"I would like to say 'This book is written to the glory of God', but nowadays this would be the trick of a cheat, i.e., it would not be correctly understood."--Ludwig Wittgenstein
"OH JESUS OH WHAT THE FUCK OH WHAT IS THIS H.P. LOVECRAFT SHIT OH THERE IS NO GOD I DID NOT SIGN UP FOR THIS—Popehat
Friday, March 13, 2009
"Religion is responsibility....
...or it is nothing at all."--Jacques Derrida
It is tempting, but also tempting misinterpretation, to speak of morality and ethics in terms of religion. But religion is first and foremost about responsibility, not about personal benefit. And responsibilty was exactly what Jon Stewart demanded of Jim Cramer last night.
Mr. Stewart didn't present it as a religious issue, but he challenged the selfishness, the amorality, of business news reporting which Mr. Cramer's show characterizes. As Jim Cramer himself acknowledged, he made money in a hedge fund for years, long before his TV show. The show for him is not a necessity; it's a rich man's hobby. As Stewart said, it's a "game."

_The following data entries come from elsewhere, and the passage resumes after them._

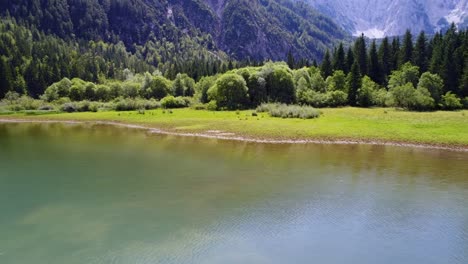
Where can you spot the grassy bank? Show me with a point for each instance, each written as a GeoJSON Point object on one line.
{"type": "Point", "coordinates": [377, 124]}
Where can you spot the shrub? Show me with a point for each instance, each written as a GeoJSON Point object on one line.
{"type": "Point", "coordinates": [451, 102]}
{"type": "Point", "coordinates": [289, 111]}
{"type": "Point", "coordinates": [69, 107]}
{"type": "Point", "coordinates": [102, 93]}
{"type": "Point", "coordinates": [173, 102]}
{"type": "Point", "coordinates": [365, 93]}
{"type": "Point", "coordinates": [212, 106]}
{"type": "Point", "coordinates": [229, 92]}
{"type": "Point", "coordinates": [422, 100]}
{"type": "Point", "coordinates": [465, 103]}
{"type": "Point", "coordinates": [337, 98]}
{"type": "Point", "coordinates": [46, 108]}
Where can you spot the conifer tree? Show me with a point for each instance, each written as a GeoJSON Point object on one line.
{"type": "Point", "coordinates": [326, 67]}
{"type": "Point", "coordinates": [339, 59]}
{"type": "Point", "coordinates": [349, 60]}
{"type": "Point", "coordinates": [420, 58]}
{"type": "Point", "coordinates": [375, 70]}
{"type": "Point", "coordinates": [353, 83]}
{"type": "Point", "coordinates": [385, 58]}
{"type": "Point", "coordinates": [360, 52]}
{"type": "Point", "coordinates": [406, 52]}
{"type": "Point", "coordinates": [395, 54]}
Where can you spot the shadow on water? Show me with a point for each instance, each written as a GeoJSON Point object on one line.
{"type": "Point", "coordinates": [99, 194]}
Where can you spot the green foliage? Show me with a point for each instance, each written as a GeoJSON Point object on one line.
{"type": "Point", "coordinates": [229, 92]}
{"type": "Point", "coordinates": [337, 82]}
{"type": "Point", "coordinates": [407, 74]}
{"type": "Point", "coordinates": [353, 83]}
{"type": "Point", "coordinates": [366, 92]}
{"type": "Point", "coordinates": [169, 102]}
{"type": "Point", "coordinates": [433, 83]}
{"type": "Point", "coordinates": [202, 87]}
{"type": "Point", "coordinates": [183, 85]}
{"type": "Point", "coordinates": [155, 86]}
{"type": "Point", "coordinates": [289, 111]}
{"type": "Point", "coordinates": [451, 102]}
{"type": "Point", "coordinates": [403, 95]}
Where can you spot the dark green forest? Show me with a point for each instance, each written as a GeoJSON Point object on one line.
{"type": "Point", "coordinates": [48, 50]}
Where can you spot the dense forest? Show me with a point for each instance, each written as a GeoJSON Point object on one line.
{"type": "Point", "coordinates": [416, 73]}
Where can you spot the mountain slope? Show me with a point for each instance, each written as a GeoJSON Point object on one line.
{"type": "Point", "coordinates": [255, 29]}
{"type": "Point", "coordinates": [380, 18]}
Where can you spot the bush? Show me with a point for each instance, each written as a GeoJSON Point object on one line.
{"type": "Point", "coordinates": [212, 106]}
{"type": "Point", "coordinates": [229, 92]}
{"type": "Point", "coordinates": [46, 108]}
{"type": "Point", "coordinates": [289, 111]}
{"type": "Point", "coordinates": [174, 102]}
{"type": "Point", "coordinates": [465, 103]}
{"type": "Point", "coordinates": [451, 102]}
{"type": "Point", "coordinates": [337, 98]}
{"type": "Point", "coordinates": [69, 107]}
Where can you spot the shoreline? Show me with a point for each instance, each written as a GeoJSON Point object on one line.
{"type": "Point", "coordinates": [222, 135]}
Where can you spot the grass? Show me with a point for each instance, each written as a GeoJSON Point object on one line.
{"type": "Point", "coordinates": [381, 124]}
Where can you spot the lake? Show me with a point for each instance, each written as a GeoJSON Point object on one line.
{"type": "Point", "coordinates": [98, 194]}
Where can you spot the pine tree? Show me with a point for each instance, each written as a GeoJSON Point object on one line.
{"type": "Point", "coordinates": [395, 54]}
{"type": "Point", "coordinates": [406, 52]}
{"type": "Point", "coordinates": [360, 52]}
{"type": "Point", "coordinates": [375, 70]}
{"type": "Point", "coordinates": [6, 78]}
{"type": "Point", "coordinates": [326, 66]}
{"type": "Point", "coordinates": [353, 83]}
{"type": "Point", "coordinates": [420, 57]}
{"type": "Point", "coordinates": [339, 59]}
{"type": "Point", "coordinates": [291, 60]}
{"type": "Point", "coordinates": [385, 58]}
{"type": "Point", "coordinates": [349, 60]}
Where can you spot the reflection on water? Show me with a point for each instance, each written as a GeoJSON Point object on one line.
{"type": "Point", "coordinates": [98, 194]}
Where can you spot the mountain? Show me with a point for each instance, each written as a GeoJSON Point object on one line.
{"type": "Point", "coordinates": [243, 29]}
{"type": "Point", "coordinates": [379, 18]}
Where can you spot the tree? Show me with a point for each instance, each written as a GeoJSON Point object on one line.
{"type": "Point", "coordinates": [406, 52]}
{"type": "Point", "coordinates": [349, 60]}
{"type": "Point", "coordinates": [353, 83]}
{"type": "Point", "coordinates": [403, 95]}
{"type": "Point", "coordinates": [229, 92]}
{"type": "Point", "coordinates": [339, 61]}
{"type": "Point", "coordinates": [365, 93]}
{"type": "Point", "coordinates": [360, 52]}
{"type": "Point", "coordinates": [433, 83]}
{"type": "Point", "coordinates": [291, 61]}
{"type": "Point", "coordinates": [407, 74]}
{"type": "Point", "coordinates": [420, 58]}
{"type": "Point", "coordinates": [6, 79]}
{"type": "Point", "coordinates": [451, 102]}
{"type": "Point", "coordinates": [385, 59]}
{"type": "Point", "coordinates": [326, 66]}
{"type": "Point", "coordinates": [375, 70]}
{"type": "Point", "coordinates": [336, 82]}
{"type": "Point", "coordinates": [395, 54]}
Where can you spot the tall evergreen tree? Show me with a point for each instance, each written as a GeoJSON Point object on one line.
{"type": "Point", "coordinates": [375, 70]}
{"type": "Point", "coordinates": [349, 60]}
{"type": "Point", "coordinates": [291, 61]}
{"type": "Point", "coordinates": [339, 58]}
{"type": "Point", "coordinates": [385, 58]}
{"type": "Point", "coordinates": [353, 83]}
{"type": "Point", "coordinates": [395, 54]}
{"type": "Point", "coordinates": [360, 52]}
{"type": "Point", "coordinates": [6, 78]}
{"type": "Point", "coordinates": [326, 66]}
{"type": "Point", "coordinates": [406, 52]}
{"type": "Point", "coordinates": [420, 57]}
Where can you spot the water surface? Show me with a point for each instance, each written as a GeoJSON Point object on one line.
{"type": "Point", "coordinates": [99, 194]}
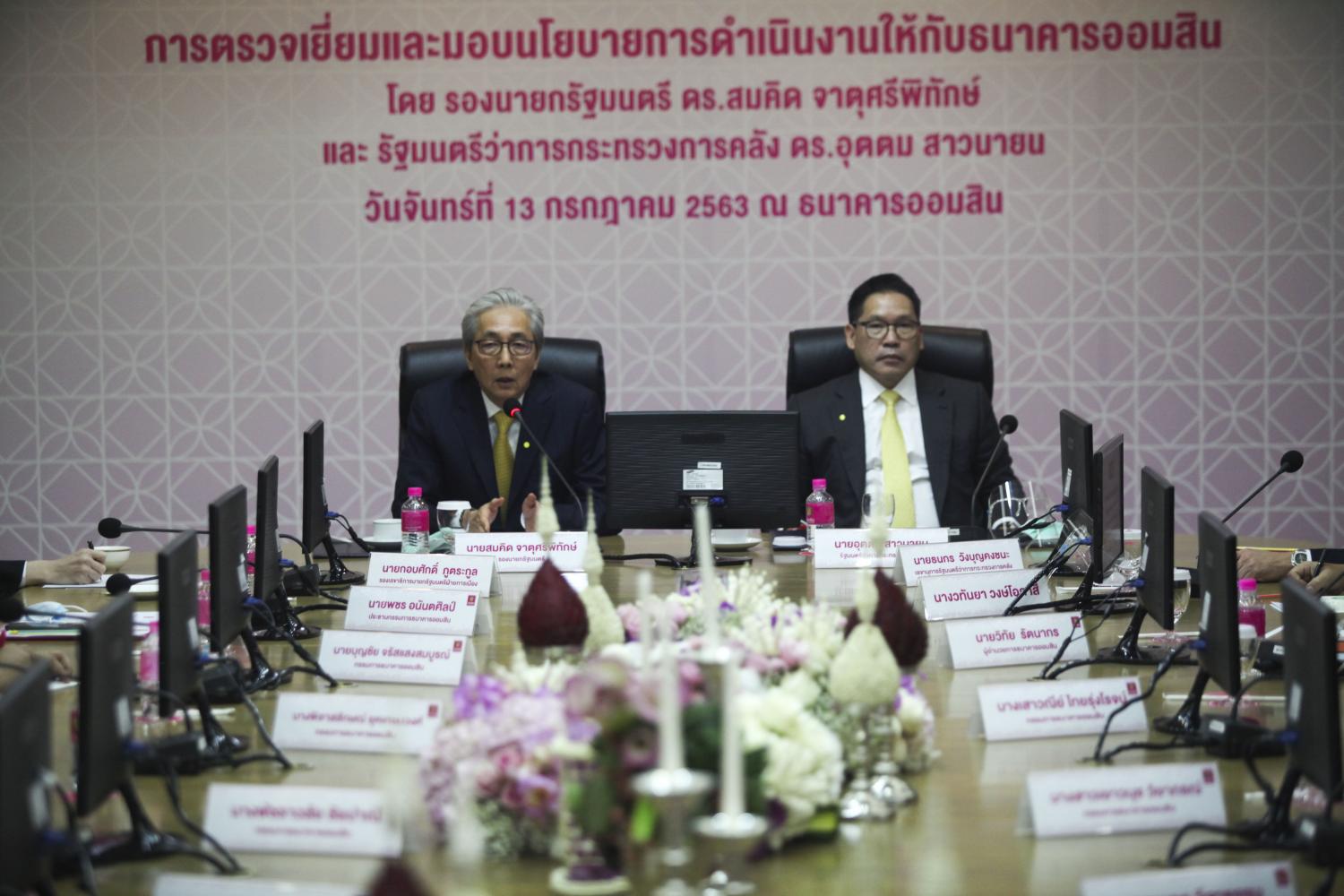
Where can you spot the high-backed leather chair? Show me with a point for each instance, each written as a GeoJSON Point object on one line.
{"type": "Point", "coordinates": [574, 359]}
{"type": "Point", "coordinates": [819, 354]}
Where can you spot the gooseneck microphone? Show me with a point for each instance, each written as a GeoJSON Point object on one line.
{"type": "Point", "coordinates": [110, 527]}
{"type": "Point", "coordinates": [515, 410]}
{"type": "Point", "coordinates": [1290, 462]}
{"type": "Point", "coordinates": [1007, 426]}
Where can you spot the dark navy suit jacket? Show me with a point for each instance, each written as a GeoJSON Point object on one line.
{"type": "Point", "coordinates": [448, 450]}
{"type": "Point", "coordinates": [960, 432]}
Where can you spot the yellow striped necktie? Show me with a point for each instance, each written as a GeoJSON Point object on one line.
{"type": "Point", "coordinates": [895, 463]}
{"type": "Point", "coordinates": [503, 455]}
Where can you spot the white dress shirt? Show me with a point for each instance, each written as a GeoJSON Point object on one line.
{"type": "Point", "coordinates": [911, 427]}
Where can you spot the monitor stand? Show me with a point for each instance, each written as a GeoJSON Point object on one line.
{"type": "Point", "coordinates": [338, 573]}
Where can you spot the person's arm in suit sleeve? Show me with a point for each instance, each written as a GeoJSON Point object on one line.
{"type": "Point", "coordinates": [589, 470]}
{"type": "Point", "coordinates": [418, 462]}
{"type": "Point", "coordinates": [986, 435]}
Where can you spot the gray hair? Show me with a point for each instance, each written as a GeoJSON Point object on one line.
{"type": "Point", "coordinates": [504, 296]}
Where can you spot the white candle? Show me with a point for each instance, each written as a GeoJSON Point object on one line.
{"type": "Point", "coordinates": [731, 788]}
{"type": "Point", "coordinates": [709, 581]}
{"type": "Point", "coordinates": [669, 699]}
{"type": "Point", "coordinates": [644, 603]}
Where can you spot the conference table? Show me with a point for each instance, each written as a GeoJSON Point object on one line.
{"type": "Point", "coordinates": [960, 837]}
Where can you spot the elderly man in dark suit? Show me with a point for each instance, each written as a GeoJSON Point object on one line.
{"type": "Point", "coordinates": [461, 445]}
{"type": "Point", "coordinates": [919, 437]}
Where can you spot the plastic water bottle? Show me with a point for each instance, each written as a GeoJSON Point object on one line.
{"type": "Point", "coordinates": [1249, 608]}
{"type": "Point", "coordinates": [820, 511]}
{"type": "Point", "coordinates": [414, 522]}
{"type": "Point", "coordinates": [203, 602]}
{"type": "Point", "coordinates": [252, 556]}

Except it isn't. The disconnect between Cramer's bubble and the world the rest of us live in couldn't have been clearer last night. And it's not surprising a comedian, a clown, was the one to show it to us. There is plenty to say about the place of the fool, about the role of the trickster, the joker in the pack, the revealer of the lies we all live by, until they fail us. The jester is the outsider, the one who throws darts at our inflated complacency, who punctures the balloons of our self-righteousness.
But he can also be a moral agent. There is an old Christian tradition regarding Christ the Fool. It is of a piece with the paradox of the power of powerlessness. Mr. Stewart has no power, other than his soapbox. He doesn't direct people in how to live their lives or structure their behavior, either personal or financial. What he does is hold accountable those who do, much like the court jester, or even the trickster. The ancient "Feast of Fools" was a way of doing this. It was a way of recalling us to the real value of morality, even to the kerygma of the basiliea tou theou, where the first are last, and the greatest of all is the servant of all. Consider the value of that, apart from any particular religious claim it might have. Consider the value of humility, the power of a critical moral stance.
Consider what Jon Stewart did last night. His jokes earlier stirred a tempest in the cable TV teapot. Now we'll see whether his serious questions stir any self-reflection in those who consider themselves the ruling class. And whether they stir any consideration of an ethic, a morality, that is more transcendent than the questing after status, the interests of the shareholders, the competition with the other traders and multi-millionaires.
Nothing sweeping, of course, will happen. Even after the emperor was mocked for parading naked, he simply ran inside and put on clothes. He was still emperor; nothing fundamentally changed. But it's good to tell the truth, anyway. Truth is its own reward. Now we'll see how much it changes things; and especially, how much we demand that it change things.
In the final analysis, it's always up to us.